We make our Jalapeño Peanut Brittle by cooking sugar and corn syrup to 300°F—the hard crack stage—while fresh jalapeños infuse their heat directly into the candy base. Hill Country Chocolate uses Texas-grown peanuts and candied jalapeños sourced in Louisiana.

The magic happens in our copper kettles where we stir roasted peanuts into the molten sugar mixture along with finely diced candied jalapeños—seeds and all for those who want the full heat experience. Once the mixture reaches the perfect amber color, we add butter and baking soda, which creates thousands of tiny bubbles that give our brittle its signature light, crispy texture. We pour the hot candy onto marble slabs and stretch it thin by hand, then break it into irregular shards that showcase the suspended peanuts and flecks of green jalapeño throughout the golden candy.

What Makes It Special

Our Jalapeño Peanut Brittle stands apart because we use candied jalapeños rather than dried peppers or extracts, preserving the bright, vegetal heat that pairs perfectly with the caramelized sweetness.

How to Enjoy

Serve at room temperature for the best snap and flavor release. Store in an airtight container away from humidity to maintain maximum crispness.

Product FAQs

Q: Does the Jalapeno Peanut Brittle contain gluten or common allergens? 
A: This brittle contains peanuts and is made in a facility that processes tree nuts, dairy, and soy. The brittle itself is gluten-free, but cross-contamination is possible during production at Hill Country Chocolate in Fredericksburg, Texas. Those with severe allergies should contact us directly before ordering.

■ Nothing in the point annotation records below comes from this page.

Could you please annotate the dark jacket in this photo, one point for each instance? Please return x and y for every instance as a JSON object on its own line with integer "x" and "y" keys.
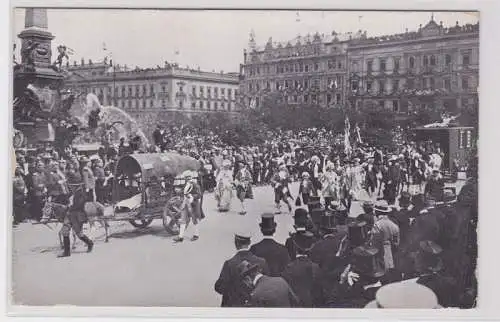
{"x": 230, "y": 284}
{"x": 275, "y": 254}
{"x": 273, "y": 292}
{"x": 305, "y": 278}
{"x": 290, "y": 244}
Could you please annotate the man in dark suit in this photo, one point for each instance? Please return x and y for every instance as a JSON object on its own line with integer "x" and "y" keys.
{"x": 275, "y": 254}
{"x": 301, "y": 222}
{"x": 267, "y": 291}
{"x": 230, "y": 284}
{"x": 304, "y": 276}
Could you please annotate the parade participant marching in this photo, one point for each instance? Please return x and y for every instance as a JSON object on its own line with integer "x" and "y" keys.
{"x": 306, "y": 189}
{"x": 330, "y": 185}
{"x": 224, "y": 188}
{"x": 191, "y": 206}
{"x": 230, "y": 284}
{"x": 88, "y": 179}
{"x": 385, "y": 234}
{"x": 302, "y": 224}
{"x": 243, "y": 182}
{"x": 275, "y": 254}
{"x": 74, "y": 219}
{"x": 280, "y": 182}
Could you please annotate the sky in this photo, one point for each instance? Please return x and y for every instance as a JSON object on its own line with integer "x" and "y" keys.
{"x": 212, "y": 40}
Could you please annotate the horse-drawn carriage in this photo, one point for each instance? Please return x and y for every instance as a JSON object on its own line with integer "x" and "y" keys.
{"x": 145, "y": 187}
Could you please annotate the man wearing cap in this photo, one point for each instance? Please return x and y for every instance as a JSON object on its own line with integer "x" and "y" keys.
{"x": 275, "y": 254}
{"x": 39, "y": 181}
{"x": 230, "y": 283}
{"x": 429, "y": 265}
{"x": 191, "y": 207}
{"x": 88, "y": 179}
{"x": 267, "y": 291}
{"x": 304, "y": 276}
{"x": 359, "y": 281}
{"x": 434, "y": 186}
{"x": 385, "y": 234}
{"x": 301, "y": 224}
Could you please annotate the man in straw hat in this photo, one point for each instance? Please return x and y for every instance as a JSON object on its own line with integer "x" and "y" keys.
{"x": 385, "y": 234}
{"x": 275, "y": 254}
{"x": 230, "y": 282}
{"x": 268, "y": 291}
{"x": 191, "y": 206}
{"x": 403, "y": 295}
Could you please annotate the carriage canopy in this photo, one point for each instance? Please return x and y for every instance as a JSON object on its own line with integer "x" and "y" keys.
{"x": 155, "y": 165}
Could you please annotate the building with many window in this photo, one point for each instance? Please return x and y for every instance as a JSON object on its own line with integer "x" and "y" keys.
{"x": 432, "y": 67}
{"x": 153, "y": 92}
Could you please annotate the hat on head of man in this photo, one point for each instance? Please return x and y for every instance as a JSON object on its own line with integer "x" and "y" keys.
{"x": 267, "y": 224}
{"x": 404, "y": 295}
{"x": 300, "y": 218}
{"x": 382, "y": 207}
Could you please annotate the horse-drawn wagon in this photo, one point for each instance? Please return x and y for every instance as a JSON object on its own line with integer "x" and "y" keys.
{"x": 145, "y": 187}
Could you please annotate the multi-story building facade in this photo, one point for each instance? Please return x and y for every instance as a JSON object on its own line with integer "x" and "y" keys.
{"x": 432, "y": 67}
{"x": 309, "y": 70}
{"x": 155, "y": 92}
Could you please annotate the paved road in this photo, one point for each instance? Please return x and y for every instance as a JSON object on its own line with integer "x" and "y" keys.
{"x": 138, "y": 267}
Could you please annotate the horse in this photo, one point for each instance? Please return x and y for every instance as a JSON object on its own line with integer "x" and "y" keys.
{"x": 93, "y": 212}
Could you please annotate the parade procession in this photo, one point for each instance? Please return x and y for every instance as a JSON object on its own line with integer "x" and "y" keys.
{"x": 352, "y": 211}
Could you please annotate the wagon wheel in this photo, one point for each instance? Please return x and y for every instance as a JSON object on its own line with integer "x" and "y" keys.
{"x": 143, "y": 223}
{"x": 171, "y": 216}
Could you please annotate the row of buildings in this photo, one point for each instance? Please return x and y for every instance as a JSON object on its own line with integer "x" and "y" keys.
{"x": 432, "y": 67}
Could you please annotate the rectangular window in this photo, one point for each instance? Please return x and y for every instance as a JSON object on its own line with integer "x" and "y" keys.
{"x": 395, "y": 106}
{"x": 465, "y": 83}
{"x": 369, "y": 66}
{"x": 382, "y": 65}
{"x": 466, "y": 59}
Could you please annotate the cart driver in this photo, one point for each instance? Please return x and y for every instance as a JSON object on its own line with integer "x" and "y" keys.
{"x": 191, "y": 206}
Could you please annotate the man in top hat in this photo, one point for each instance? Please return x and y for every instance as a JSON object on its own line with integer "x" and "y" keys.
{"x": 301, "y": 224}
{"x": 329, "y": 251}
{"x": 230, "y": 283}
{"x": 275, "y": 254}
{"x": 360, "y": 280}
{"x": 266, "y": 291}
{"x": 385, "y": 234}
{"x": 432, "y": 274}
{"x": 368, "y": 215}
{"x": 304, "y": 276}
{"x": 435, "y": 185}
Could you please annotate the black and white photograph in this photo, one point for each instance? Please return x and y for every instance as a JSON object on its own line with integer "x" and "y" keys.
{"x": 244, "y": 158}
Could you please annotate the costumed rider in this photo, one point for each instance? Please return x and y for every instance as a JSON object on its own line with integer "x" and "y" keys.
{"x": 191, "y": 206}
{"x": 243, "y": 182}
{"x": 280, "y": 182}
{"x": 224, "y": 187}
{"x": 74, "y": 219}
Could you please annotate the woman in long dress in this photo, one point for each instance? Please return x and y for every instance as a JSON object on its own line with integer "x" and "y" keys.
{"x": 224, "y": 187}
{"x": 330, "y": 184}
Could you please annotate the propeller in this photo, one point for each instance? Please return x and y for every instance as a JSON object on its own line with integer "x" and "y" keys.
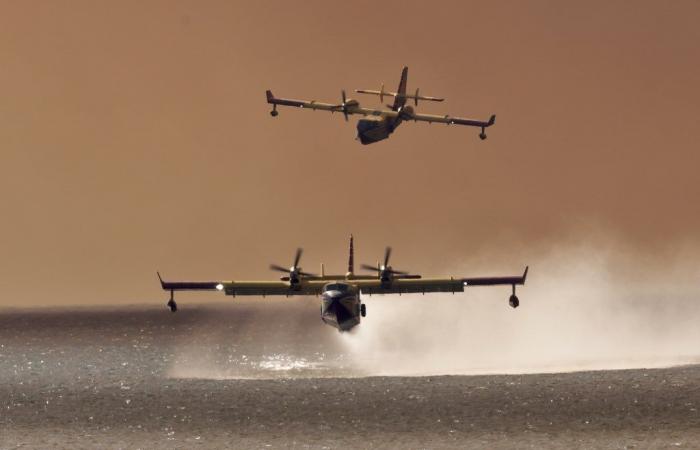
{"x": 386, "y": 272}
{"x": 295, "y": 271}
{"x": 345, "y": 105}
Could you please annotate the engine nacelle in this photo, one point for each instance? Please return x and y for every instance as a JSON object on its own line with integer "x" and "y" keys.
{"x": 513, "y": 301}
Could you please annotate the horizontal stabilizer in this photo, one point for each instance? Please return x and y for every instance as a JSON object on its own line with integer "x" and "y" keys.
{"x": 415, "y": 97}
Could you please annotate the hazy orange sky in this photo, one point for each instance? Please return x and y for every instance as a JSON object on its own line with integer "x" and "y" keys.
{"x": 135, "y": 137}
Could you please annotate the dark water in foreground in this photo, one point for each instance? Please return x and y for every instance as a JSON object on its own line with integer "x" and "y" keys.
{"x": 143, "y": 378}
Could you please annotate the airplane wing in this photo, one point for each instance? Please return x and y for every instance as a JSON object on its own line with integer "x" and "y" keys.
{"x": 428, "y": 285}
{"x": 234, "y": 288}
{"x": 271, "y": 99}
{"x": 449, "y": 120}
{"x": 352, "y": 107}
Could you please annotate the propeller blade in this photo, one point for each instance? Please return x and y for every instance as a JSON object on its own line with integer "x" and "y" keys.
{"x": 279, "y": 268}
{"x": 368, "y": 267}
{"x": 297, "y": 257}
{"x": 345, "y": 107}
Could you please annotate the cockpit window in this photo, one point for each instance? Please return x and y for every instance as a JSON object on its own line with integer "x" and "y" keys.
{"x": 336, "y": 287}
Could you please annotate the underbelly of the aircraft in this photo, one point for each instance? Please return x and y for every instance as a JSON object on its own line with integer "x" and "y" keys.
{"x": 371, "y": 130}
{"x": 343, "y": 314}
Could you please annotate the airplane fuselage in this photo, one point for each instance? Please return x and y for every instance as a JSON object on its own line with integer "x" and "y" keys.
{"x": 341, "y": 307}
{"x": 373, "y": 129}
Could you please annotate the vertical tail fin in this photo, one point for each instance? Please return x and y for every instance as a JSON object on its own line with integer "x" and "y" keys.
{"x": 400, "y": 98}
{"x": 351, "y": 259}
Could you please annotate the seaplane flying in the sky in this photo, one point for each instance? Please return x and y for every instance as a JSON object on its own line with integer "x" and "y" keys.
{"x": 341, "y": 305}
{"x": 378, "y": 124}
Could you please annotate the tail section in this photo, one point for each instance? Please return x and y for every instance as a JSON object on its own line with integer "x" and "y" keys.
{"x": 400, "y": 98}
{"x": 351, "y": 259}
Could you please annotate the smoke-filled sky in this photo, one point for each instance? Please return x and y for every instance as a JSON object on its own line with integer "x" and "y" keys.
{"x": 135, "y": 137}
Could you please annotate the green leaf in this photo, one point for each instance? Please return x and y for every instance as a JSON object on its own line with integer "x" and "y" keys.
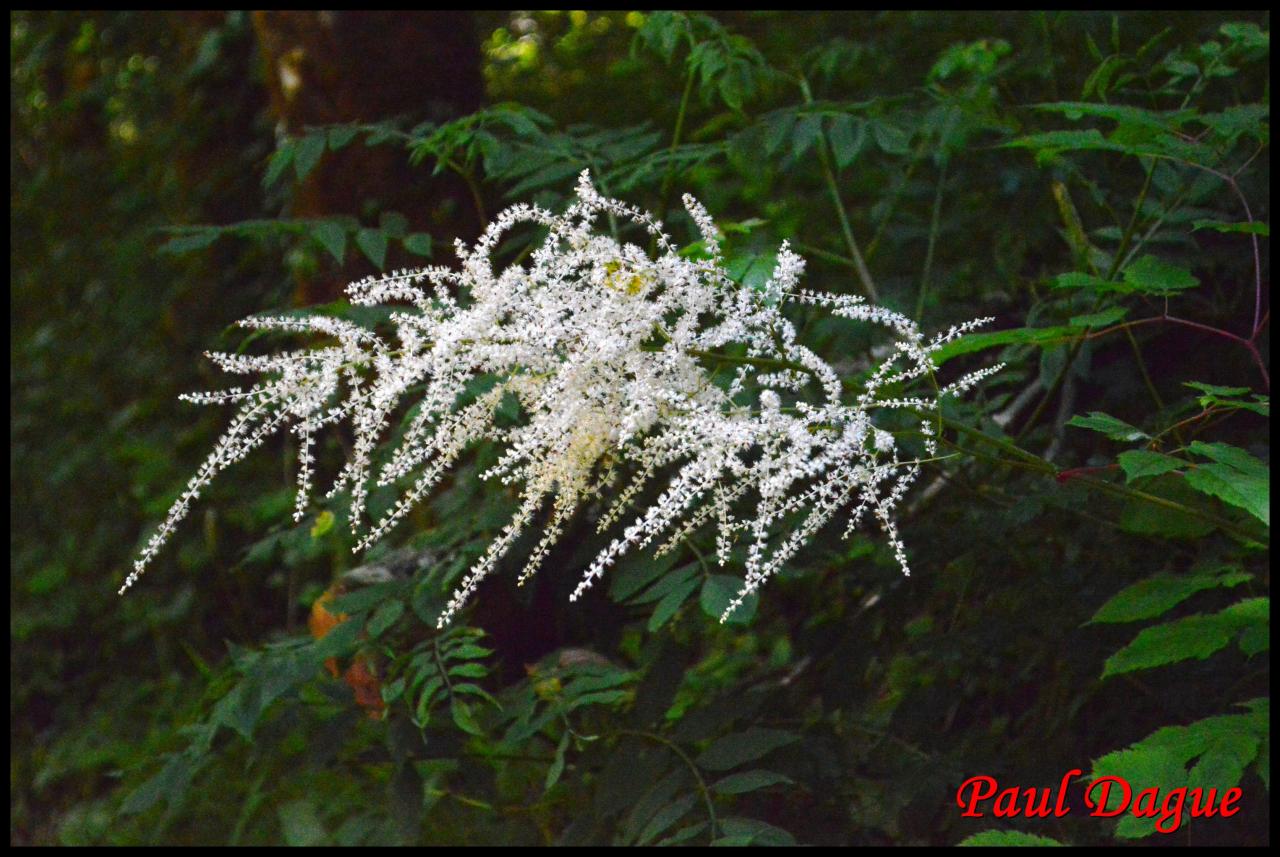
{"x": 393, "y": 691}
{"x": 1248, "y": 228}
{"x": 323, "y": 525}
{"x": 1109, "y": 426}
{"x": 720, "y": 591}
{"x": 417, "y": 243}
{"x": 1138, "y": 463}
{"x": 1233, "y": 457}
{"x": 393, "y": 224}
{"x": 664, "y": 817}
{"x": 1148, "y": 519}
{"x": 280, "y": 161}
{"x": 332, "y": 237}
{"x": 300, "y": 824}
{"x": 752, "y": 832}
{"x": 464, "y": 718}
{"x": 743, "y": 747}
{"x": 848, "y": 136}
{"x": 1102, "y": 319}
{"x": 384, "y": 618}
{"x": 191, "y": 241}
{"x": 1161, "y": 592}
{"x": 1192, "y": 637}
{"x": 1153, "y": 276}
{"x": 557, "y": 765}
{"x": 1080, "y": 280}
{"x": 310, "y": 149}
{"x": 1230, "y": 485}
{"x": 1006, "y": 839}
{"x": 891, "y": 140}
{"x": 169, "y": 784}
{"x": 671, "y": 603}
{"x": 373, "y": 243}
{"x": 749, "y": 782}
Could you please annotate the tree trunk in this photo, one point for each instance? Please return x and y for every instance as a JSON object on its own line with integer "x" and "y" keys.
{"x": 327, "y": 68}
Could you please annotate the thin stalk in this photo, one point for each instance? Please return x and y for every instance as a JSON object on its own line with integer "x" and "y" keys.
{"x": 689, "y": 762}
{"x": 864, "y": 275}
{"x": 675, "y": 142}
{"x": 933, "y": 239}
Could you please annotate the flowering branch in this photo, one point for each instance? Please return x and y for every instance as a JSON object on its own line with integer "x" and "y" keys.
{"x": 602, "y": 348}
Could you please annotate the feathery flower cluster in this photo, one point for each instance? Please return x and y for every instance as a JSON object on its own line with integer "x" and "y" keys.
{"x": 609, "y": 354}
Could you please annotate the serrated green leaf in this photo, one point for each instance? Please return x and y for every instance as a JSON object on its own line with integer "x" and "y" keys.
{"x": 1109, "y": 426}
{"x": 891, "y": 138}
{"x": 393, "y": 691}
{"x": 333, "y": 238}
{"x": 341, "y": 136}
{"x": 1006, "y": 839}
{"x": 749, "y": 782}
{"x": 1228, "y": 484}
{"x": 664, "y": 817}
{"x": 1042, "y": 337}
{"x": 1082, "y": 280}
{"x": 741, "y": 747}
{"x": 752, "y": 832}
{"x": 373, "y": 243}
{"x": 1191, "y": 637}
{"x": 384, "y": 618}
{"x": 417, "y": 243}
{"x": 470, "y": 669}
{"x": 280, "y": 161}
{"x": 464, "y": 719}
{"x": 1102, "y": 319}
{"x": 1248, "y": 228}
{"x": 301, "y": 824}
{"x": 1155, "y": 276}
{"x": 1161, "y": 592}
{"x": 848, "y": 136}
{"x": 191, "y": 241}
{"x": 671, "y": 603}
{"x": 1138, "y": 463}
{"x": 323, "y": 525}
{"x": 393, "y": 224}
{"x": 309, "y": 152}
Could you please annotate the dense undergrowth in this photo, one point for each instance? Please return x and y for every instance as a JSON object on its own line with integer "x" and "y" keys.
{"x": 1089, "y": 550}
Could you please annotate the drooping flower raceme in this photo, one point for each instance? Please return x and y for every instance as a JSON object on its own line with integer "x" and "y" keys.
{"x": 616, "y": 360}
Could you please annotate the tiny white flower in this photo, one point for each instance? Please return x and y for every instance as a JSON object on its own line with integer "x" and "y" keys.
{"x": 611, "y": 357}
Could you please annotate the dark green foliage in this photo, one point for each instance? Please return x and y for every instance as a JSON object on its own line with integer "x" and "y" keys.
{"x": 1091, "y": 558}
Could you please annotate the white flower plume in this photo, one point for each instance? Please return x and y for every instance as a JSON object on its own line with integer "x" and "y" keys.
{"x": 615, "y": 360}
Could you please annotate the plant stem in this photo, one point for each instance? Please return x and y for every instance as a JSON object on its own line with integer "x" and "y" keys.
{"x": 864, "y": 275}
{"x": 933, "y": 239}
{"x": 689, "y": 762}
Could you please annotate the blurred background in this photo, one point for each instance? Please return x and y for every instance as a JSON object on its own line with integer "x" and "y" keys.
{"x": 174, "y": 173}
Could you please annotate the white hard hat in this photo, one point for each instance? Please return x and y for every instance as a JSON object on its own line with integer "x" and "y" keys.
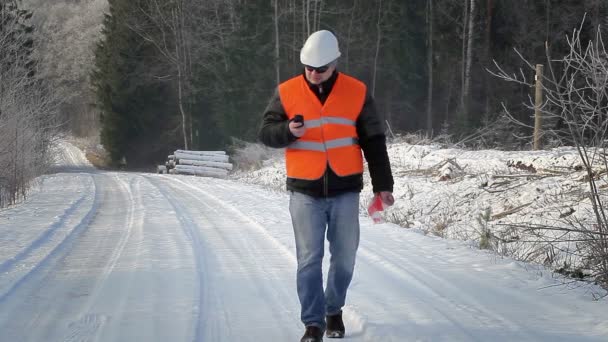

Q: How should I store Jalapeno Peanut Brittle and how long does it stay fresh? A: Store in an airtight container at room temperature (65-75°F) for up to 3 weeks. Keep away from humidity, which makes brittle sticky and chewy instead of crisp.
Q: Can I ship Jalapeno Peanut Brittle as a gift during summer months? 
A: Yes, brittle ships better than chocolate in warm weather since it won't melt.

Q: What beverages pair well with spicy peanut brittle? 
A: Cold whole milk balances the heat perfectly, while craft beer enthusiasts enjoy it with wheat beers or light lagers. Sweet tea and horchata also complement the spicy-sweet profile. For an adult dessert pairing, try bourbon or rum—the caramel notes in both spirits echo the brittle's sweetness.

Q: How spicy is the Jalapeno Peanut Brittle compared to regular brittle? 
A: The heat level rates about 3 out of 10—noticeable but not overwhelming. You taste sweetness first, then a warm tingle builds as you chew. The jalapeno adds complexity rather than intense heat, making it accessible to those who usually avoid spicy foods while still satisfying heat seekers.

Q: Is the jalapeno flavor from fresh peppers or powder? 
A: Hill Country Chocolate uses real candied jalapeno pieces mixed into the brittle during cooking. You can see small green flecks throughout each piece. This method provides bursts of pepper flavor rather than uniform heat, creating a more interesting eating experience than powder would deliver.